第1項の改正内容のハイライトは、賠償金額の確定方式を確定する際に、実際の損失と獲得した利益との間に適用される優先順位があるか否かにある。この点については論争が比較的大きく、意見募集稿の段階になっても優先順位が留保されているが、第二審稿では二者に適用される優先順位が取り消されている。実際の損失優先を支持する考慮は、特許賠償制度はやはり補填を原則とすべきであり、損害がなければ賠償はないということである。権利侵害の観点から見ると確かにそうである。だが、もっと広い民法の世界に目を向けると、別の視点があることに気づく。具体的には、実際の損失は民法制度における損害賠償に対応し、得られた利益は不当利得に対応する。民事上の権利が侵害された場合、損害賠償と不当利得返還の競合が生じた場合、被害者は両者のいずれかを自由に選択して権利を主張する権利を有する。したがって、改正案は意思自治の原則を体現するだけでなく、理論的枠組みからも民法とよりよく結びついている。

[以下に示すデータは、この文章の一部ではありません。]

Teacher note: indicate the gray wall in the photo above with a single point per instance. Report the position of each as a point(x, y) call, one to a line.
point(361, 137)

第2項では、賠償下限を設けるか否か、下限閾値をどれだけ適切に設定するかについても議論が多かった。二審稿の段階になっても、やはり賠償額の下限を設けない傾向が強かった。公平の原則、5倍の懲罰的賠償、及び中国の現在の特許権付与件数は膨大であるが権利の質はあまり良くないという実際の国情等の要素を考慮すると、下限を設けない方が確かに個々の事件の実体的公平に有利である。しかし、マクロ的に見ると、中国の専利の質は向上しつつあり、知的財産権の保護力も増大しつつあり、下限を設けることはより先見性と制度面での価値がある。一方、3万元の下限閾値は、権利者の基本的な訴訟コストに配慮したものである。

第4項の改正は、民商事分野における基本的な主張者が立証する原則に対する大胆な突破であり、主な目的は専利権者の立証が難しいという問題をよりよく解決することである。現在、専利侵害訴訟においては、権利者の挙証が不十分であるため、法院が賠償額を確定する割合が非常に高く、このようにすることは、実際の認定において認定の根拠が不足するという法院の困難をもたらす一方で、権利者と侵害者との間で公平を実現するのにも不利である。また、証拠自体の形成、収集及び挙証責任配分の論理から言えば、改正法もより科学的であり、結局、権利侵害側は往々にして証拠の形成者であり、証拠の保有者でもある。また、改正法は、専利侵害訴訟における信義誠実原則の適用をよりよく体現している。

以上からわかるように、改正法における改正内容を総覧すると、意思自治原則の更なる適用が貫かれており、専利法と民法部門における他 の上位法又は部門法との間の協調及び連携もよりよく整備されていることがわかる。上記で紹介した条項のほかに、改正案には手続的問題、行政機構名称の変更又は文字表現等の改正にかかわる条項がいくつかあるが、ここでは言及しない。